WASHINGTON — In light of recent EpiPen price hikes, the House Oversight and Government Reform Committee aims to settle the difference between fair pricing and price gouging by making an example of drugmaker Mylan.
“We’re hoping, on multiple levels, for the company to defend what looks like an indefensible action in price gouging. The price of a two-pack EpiPen has now gone up 450 percent since 2007 and that’s just outrageous,” Rep. Gerry Connolly, D-Virginia, a member of the committee, told WTOP on Wednesday morning.
The committee launched an investigation into the drugmaker on Monday with a letter to Mylan CEO Heather Bresch. The letter asked the company to provide a briefing by Sept. 6, and documentation on Mylan’s profits from EpiPen sales by Sept. 12.
In 2007, EpiPens cost $94, Connolly said. Now, a two-pack costs $609 — actually an increase of more than 500 percent — possible through what Connolly called Mylan’s “virtual monopoly” on the drug.
“I hope that any layman can come to the same conclusion that this is price-gouging, [done] because they can,” Connolly said.

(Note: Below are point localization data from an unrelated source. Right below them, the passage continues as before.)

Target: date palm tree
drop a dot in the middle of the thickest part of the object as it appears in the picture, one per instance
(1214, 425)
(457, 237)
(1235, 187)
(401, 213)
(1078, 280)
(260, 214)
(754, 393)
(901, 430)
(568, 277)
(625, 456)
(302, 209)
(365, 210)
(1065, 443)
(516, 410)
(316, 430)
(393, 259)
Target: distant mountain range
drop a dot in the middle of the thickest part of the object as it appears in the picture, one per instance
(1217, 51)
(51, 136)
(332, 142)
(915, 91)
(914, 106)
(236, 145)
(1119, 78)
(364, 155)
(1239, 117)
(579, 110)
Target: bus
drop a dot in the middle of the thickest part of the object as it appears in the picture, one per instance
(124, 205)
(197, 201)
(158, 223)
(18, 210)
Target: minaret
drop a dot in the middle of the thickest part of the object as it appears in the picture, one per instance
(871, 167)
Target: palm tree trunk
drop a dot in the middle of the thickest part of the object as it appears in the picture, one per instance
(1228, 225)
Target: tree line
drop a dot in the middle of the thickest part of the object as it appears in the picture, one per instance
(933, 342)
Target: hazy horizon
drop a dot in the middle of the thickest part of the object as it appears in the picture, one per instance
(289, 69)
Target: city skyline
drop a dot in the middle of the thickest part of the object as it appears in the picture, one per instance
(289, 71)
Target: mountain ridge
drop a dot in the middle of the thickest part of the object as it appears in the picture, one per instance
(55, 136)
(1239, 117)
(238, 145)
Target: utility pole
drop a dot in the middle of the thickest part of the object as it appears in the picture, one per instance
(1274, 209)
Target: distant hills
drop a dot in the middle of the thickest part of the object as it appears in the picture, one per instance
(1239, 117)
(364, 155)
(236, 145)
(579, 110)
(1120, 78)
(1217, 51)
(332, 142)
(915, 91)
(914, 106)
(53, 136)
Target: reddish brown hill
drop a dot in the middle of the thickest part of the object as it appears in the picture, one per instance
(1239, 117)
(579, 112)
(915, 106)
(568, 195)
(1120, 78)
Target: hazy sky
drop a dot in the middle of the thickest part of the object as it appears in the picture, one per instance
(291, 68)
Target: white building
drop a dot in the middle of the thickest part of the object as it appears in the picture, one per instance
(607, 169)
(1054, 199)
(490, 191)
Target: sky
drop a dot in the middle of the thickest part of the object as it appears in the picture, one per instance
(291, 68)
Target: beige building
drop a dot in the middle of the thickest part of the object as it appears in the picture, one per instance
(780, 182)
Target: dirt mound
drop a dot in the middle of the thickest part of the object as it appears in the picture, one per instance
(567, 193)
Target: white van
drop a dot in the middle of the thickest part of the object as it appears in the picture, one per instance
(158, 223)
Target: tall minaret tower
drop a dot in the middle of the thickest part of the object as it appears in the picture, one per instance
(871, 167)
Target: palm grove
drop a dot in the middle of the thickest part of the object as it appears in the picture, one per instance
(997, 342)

He added that Mylan moved its corporate headquarters from the United States to the Netherlands “to avoid taxation.”
“They pay almost zero in U.S. taxes and show very little responsibility, obviously, with respect to customers as well,” he said. “When you raise prices because you can, an especially when it’s a lifesaving drug like EpiPen is … merits some real careful scrutiny.”
Connolly said the committee has already gotten some response from the company in the form of a discounted generic product, “virtually identical” to the brand-name EpiPen, that’s being sold at half the price.
“Clearly there was a lot of discretion in the pricing of this drug. And it’s purely driven by profit motive,” he said. “There’s nothing wrong with profit, but you have to take into account the millions of people who also depend on the drug.”
He hopes the investigation can “make an example from the company.”